Some days ago, when Poornima described to me the Ganesha idol placed in her neighbourhood on the occasion of Ganesh Chaturthi, I asked her if she would bow as fervently before a Ganesha image on the wrapper of Ganesh beedi. Would she be scared that if she did not do that, someone who felt the crushing blow of hurt religious sentiments might target her? She dropped the broom and said, “Didi, do I look mad to you? You think I don’t know the difference between an image that has to be worshipped and a beedi wrapper?” I apologised profusely.

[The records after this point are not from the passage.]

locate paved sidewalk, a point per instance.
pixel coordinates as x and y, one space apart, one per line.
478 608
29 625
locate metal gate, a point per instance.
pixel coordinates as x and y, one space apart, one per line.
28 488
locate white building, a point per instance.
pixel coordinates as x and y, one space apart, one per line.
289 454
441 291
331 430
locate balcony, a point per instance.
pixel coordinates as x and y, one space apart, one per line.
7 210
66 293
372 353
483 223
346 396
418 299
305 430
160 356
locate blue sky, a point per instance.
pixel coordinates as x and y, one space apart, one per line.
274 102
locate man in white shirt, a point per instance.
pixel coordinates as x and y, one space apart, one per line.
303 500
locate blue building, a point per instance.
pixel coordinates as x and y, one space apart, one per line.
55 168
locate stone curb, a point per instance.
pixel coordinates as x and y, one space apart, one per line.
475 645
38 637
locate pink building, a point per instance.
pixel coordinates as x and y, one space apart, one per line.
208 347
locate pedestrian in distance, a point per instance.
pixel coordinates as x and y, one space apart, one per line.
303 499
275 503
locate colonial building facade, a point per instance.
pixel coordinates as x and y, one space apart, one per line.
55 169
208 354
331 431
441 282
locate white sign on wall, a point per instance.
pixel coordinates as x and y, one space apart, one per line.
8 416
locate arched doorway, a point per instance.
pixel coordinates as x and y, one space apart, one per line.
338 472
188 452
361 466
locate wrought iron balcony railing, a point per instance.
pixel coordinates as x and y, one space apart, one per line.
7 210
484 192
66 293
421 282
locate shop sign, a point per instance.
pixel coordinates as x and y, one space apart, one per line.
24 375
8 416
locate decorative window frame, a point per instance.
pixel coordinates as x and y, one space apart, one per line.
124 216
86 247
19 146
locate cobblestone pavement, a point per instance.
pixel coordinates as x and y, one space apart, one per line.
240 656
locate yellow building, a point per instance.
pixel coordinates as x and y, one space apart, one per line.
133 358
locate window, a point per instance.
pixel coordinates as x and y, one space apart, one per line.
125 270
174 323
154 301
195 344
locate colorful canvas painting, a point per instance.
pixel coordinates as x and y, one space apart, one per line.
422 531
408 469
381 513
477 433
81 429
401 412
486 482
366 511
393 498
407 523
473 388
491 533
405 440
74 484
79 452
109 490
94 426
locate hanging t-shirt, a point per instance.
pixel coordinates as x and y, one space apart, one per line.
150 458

But, there, she had nailed the issue. Indians have had a long tradition of understanding the contours of different contexts and the behaviour they accordingly demand. Moving seamlessly between the sacred and profane, without feeling offended righteously, and riotously, is the hallmark of our cultural look or drishti.
Those who inhabit the republic of hurt sentiments do not see or do not want to see the irony of the situation. In the interview mentioned earlier, Champakalakshmi had pointed out that “traditional historians prefer to compartmentalise religion and political ideology. But ironically, when it comes to ‘nailing’ a modern-day artist in a society that has consciously chosen to separate the temporal from the ecclesiastical, there is a reverse tide of opinion. There is a cry to curb his artistic activity within the confines of religious belief!”
Those who are familiar with the current dispensation’s methods of mobilisation by misappropriating religious and cultural symbols know that the category of hurt religious sentiments does not arise from the Indian traditions of art or religion – it arises from a totally contemporary brand of toxic politics. What remains to be seen is whether the drishti of Indian traditions can outstare the pollution it is being subjected to.